Skip site navigation (1)Skip section navigation (2)
Date:      Tue, 30 Mar 1999 22:07:43 +0000 (GMT)
From:      Terry Lambert <tlambert@primenet.com>
To:        toor@dyson.iquest.net (John S. Dyson)
Cc:        tlambert@primenet.com, unknown@riverstyx.net, dyson@iquest.net, freebsd-chat@FreeBSD.ORG
Subject:   Re: Linux vs. FreeBSD: The Storage Wars
Message-ID:  <199903302207.PAA05079@usr04.primenet.com>
In-Reply-To: <199903302028.PAA16589@dyson.iquest.net> from "John S. Dyson" at Mar 30, 99 03:28:23 pm

next in thread | previous in thread | raw e-mail | index | archive | help
> > Why doesn't FreeBSD FS stacking work?
>
> It never did, and there hasn't been much demand.

Hey, speak for yourself.  I've gone so far as to approach John Heidemann
about rereleasing his code donated to the CSRG under the GPL for a
Linux implementation (yes, I'm deadly serious).

John's stuff worked before it was damaged into inoperability, and
it currently works fine on BSDI.


> It actually would be worthwhile to totally remove the stacking, or fix
> it with a VM approach.  It is totally wrong to use buffer/VP approach,
> but there are those who advocate it (too many people are "bp" heads --
> bp's are good only for I/O, not object or caching representation.)

It is wrong to think of vnodes as caching objects instead of backing
objeccts.

Yes, I know all of the unified VM and buffer cache centric arguments
in favor of this, but the point of having a well defined framework
and API is the ability to share FS code with other OS's.  And not all
other OS's have unified VM and buffer caches.  Implemetnation of a
common API must take into account the lowest common denominator, or
you will be creating a FreeBSD specific API that is not generally useful.

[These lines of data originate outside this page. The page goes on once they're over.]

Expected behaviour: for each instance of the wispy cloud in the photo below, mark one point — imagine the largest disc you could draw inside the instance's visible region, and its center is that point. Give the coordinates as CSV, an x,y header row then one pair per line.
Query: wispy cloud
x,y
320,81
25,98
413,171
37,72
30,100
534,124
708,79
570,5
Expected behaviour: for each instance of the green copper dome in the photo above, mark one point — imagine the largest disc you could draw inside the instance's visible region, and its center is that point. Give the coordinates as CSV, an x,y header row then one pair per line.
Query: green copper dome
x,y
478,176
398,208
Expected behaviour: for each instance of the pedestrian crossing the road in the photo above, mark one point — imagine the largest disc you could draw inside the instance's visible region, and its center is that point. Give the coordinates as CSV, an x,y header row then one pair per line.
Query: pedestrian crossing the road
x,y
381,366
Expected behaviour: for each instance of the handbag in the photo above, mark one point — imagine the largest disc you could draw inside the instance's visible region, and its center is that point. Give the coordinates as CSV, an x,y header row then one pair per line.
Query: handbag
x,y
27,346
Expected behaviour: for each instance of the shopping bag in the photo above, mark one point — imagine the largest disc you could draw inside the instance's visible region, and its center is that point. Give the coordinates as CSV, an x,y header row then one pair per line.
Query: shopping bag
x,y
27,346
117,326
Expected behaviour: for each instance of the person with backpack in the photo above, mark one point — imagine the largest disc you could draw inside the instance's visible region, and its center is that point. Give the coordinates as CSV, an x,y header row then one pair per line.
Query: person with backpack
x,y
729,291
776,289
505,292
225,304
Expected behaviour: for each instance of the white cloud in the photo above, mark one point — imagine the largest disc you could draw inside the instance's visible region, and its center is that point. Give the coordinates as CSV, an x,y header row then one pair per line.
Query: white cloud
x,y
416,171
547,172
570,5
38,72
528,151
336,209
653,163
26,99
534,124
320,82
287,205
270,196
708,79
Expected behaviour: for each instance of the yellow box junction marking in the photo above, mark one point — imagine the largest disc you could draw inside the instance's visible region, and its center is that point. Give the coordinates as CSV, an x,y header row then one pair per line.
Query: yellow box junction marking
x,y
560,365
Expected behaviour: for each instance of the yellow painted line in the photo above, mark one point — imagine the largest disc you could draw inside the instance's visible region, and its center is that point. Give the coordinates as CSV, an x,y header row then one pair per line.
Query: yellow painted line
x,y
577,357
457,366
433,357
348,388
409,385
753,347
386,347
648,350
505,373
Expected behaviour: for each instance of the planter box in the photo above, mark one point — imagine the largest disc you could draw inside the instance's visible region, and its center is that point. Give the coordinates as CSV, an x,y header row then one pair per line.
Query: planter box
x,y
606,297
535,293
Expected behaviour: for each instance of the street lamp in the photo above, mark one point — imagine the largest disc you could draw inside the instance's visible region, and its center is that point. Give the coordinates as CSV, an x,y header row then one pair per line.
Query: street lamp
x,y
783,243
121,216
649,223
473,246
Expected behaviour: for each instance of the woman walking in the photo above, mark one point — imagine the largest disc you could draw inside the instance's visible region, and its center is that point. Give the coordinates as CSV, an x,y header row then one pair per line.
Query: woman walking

> FS stacking will not help to gain commercial work, but properly working
> reasonbly sized file I/O does.

It is (or should be, since the announcement on these lists last week)
well known that Veritas is porting to Linux.

This code would work in FreeBSD as well, if the Linux and FreeBSD
VFS stacking frameworks were identical API's.

Because the API's are not identical (in fact, both are sufficiently
fluid and architecturally damaged as to render them nearly useless),
this work is bound to be another checkmark in the Linux column that
will remain absent from the FreeBSD column.


> >  Why was X.25 broken, and then
> > not fixed?
>
> I don't know.  I guess that it is an orphan, where the implementation hasn't
> been commercially interesting (or the companies aren't contributing the work
> back.)  It certainly isn't interesting from a research or fun standpoint.
> Since companies like Whistle do networking, it would be nice to see a
> contribution in that area?  (I know that there is supposedly alot of X.25
> stuff out there, but why hasn't it been supported?  Answer: apparently
> other types of X.25 interfacing methods are being used.)

The real answer is that it was broken when someone was permitted to
change interfaces upon which it depended, but was not thereafter held
accountable for keeping the "unsexy" code working.  To use your
terminology, "it was a cowboy what done it".

> >  Why was LFS broken, and then not fixed?
>
> It was always broken, and has always been basically a festering mess.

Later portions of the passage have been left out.